Advisorport, which has steadily gathered momentum in its first 12 months, is a step up the value chain from Schwab. Whereas the latter provides custody, trading, clearing, execution and settlement, Advisorport aggregates client data from all service providers, monitors, measures and reports it, DeAngelis says.
"They want us to present the data to them in an open, easily accessible and flexible ways but they are not looking for us to interact with the end client," he says.
Chicago-based Ernst & Young partner and national service leader for broad market financial planning services Glenn Pape argues the Internet is useful for two things.
The first being content, research, calculators and other information and the second, "integrated systems that provide financial planning solutions to the end users".

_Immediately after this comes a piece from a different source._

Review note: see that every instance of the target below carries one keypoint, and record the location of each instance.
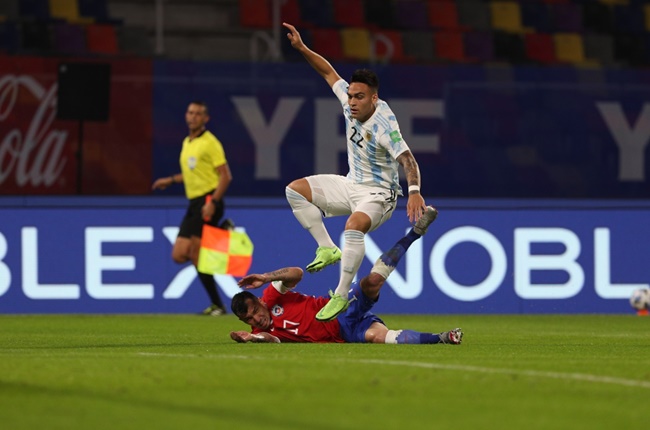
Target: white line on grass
(534, 373)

Evidence suggests advisers are still focused on the first of those functions. According to research published last year by Boston-based industry consultant, Cerulli Associates, of the advisers using the Web, 70 per cent were conducting research but just 24 per cent were servicing client accounts.
Even so, one cannot help but think that when the figures are next updated, they will paint a very different picture.
Advisorport initially looked at providing advisors with pre-packaged fully-serviced home pages, for instance, but quickly discovered they were not in demand, not because they were not needed, but because advisors were developing their own Websites.
Meanwhile, Bordelon has opted not to use financeware.com, which lets clients and advisors manipulate portfolios simultaneously online, but constantly sends e-mails, PDF files and other information to customers and even has a client in New Zealand.
Fund tracker Morningstar is also in the process of transforming its adviser site from an electronic magazine into a sophisticated portfolio management tool.
While basking in the strong trend that favours advice over do-it-yourself investing, US advisers also appear to have one eye on a more challenging future, one built on the terms laid down by clients.
That means utilising the Internet, and the efficiencies and better communication it facilitates, to its fullest, at the same time freeing up time for the in-depth diagnosis clients want.
"The Internet is just a transmission tool," argues Connecticut-based Undiscovered Managers Mark Hurley.
"It doesn't change the basic process, which is a combination of expertise and judgement."